Evaluation of Non-Medical Costs Associated with Visual Impairment in Four European Countries

AUTHOR:

Antoine Lafuma

SPONSOR/INSTITUTION:

YEAR PUBLISHED:

2006

PUBLICATION:

PharmacoEconomics

KEY HIGHLIGHTS:

  • Visual impairment is a severe disability that puts a heavy burden on individuals, families and society.

  • In developed countries, the two major diseases leading to irreversible visual impairment are glaucoma and age-related macular degeneration.

  • Their prevalence will increase dramatically with population aging.

  • This study reveals that total non-medical costs associated with visual impairment are considerable.

  • The non-medical social dimensions of visual impairment related to the consequent incapacity and dependency should encourage payers to finance health innovations that aim to preserve vision.

SUMMARY

Visual impairment is a severe disability that puts a heavy burden on individuals, families and society. In developed countries, the two major diseases leading to irreversible visual impairment are glaucoma and age-related macular degeneration. Their prevalence will increase dramatically with population aging.

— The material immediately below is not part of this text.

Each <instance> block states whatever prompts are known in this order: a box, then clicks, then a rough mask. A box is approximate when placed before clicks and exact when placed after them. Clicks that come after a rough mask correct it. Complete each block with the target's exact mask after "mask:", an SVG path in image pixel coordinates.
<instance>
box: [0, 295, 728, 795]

The economic consequences of visual impairment are considerable, but have rarely been documented, apart from some ‘top-down’ estimates based on national statistics. We estimated the non-medical costs related to visual impairment in four European countries: France, Italy, Germany and the UK.

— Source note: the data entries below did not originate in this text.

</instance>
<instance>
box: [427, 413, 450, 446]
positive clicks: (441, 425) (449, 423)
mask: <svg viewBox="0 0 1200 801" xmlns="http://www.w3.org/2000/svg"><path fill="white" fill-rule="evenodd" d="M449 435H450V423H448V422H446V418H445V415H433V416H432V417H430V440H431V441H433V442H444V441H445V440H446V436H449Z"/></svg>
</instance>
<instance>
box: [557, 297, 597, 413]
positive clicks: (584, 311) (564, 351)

The study found that total non-medical costs associated with visual impairment are indeed considerable. The present analysis demonstrates that the preponderant economic consequences of visual impairment lie beyond healthcare systems, and that visual impairment has a considerable negative impact on productivity. Considering the non-medical social dimensions of visual impairment related to the consequent incapacity and dependency should encourage payers to finance health innovations that aim to preserve vision.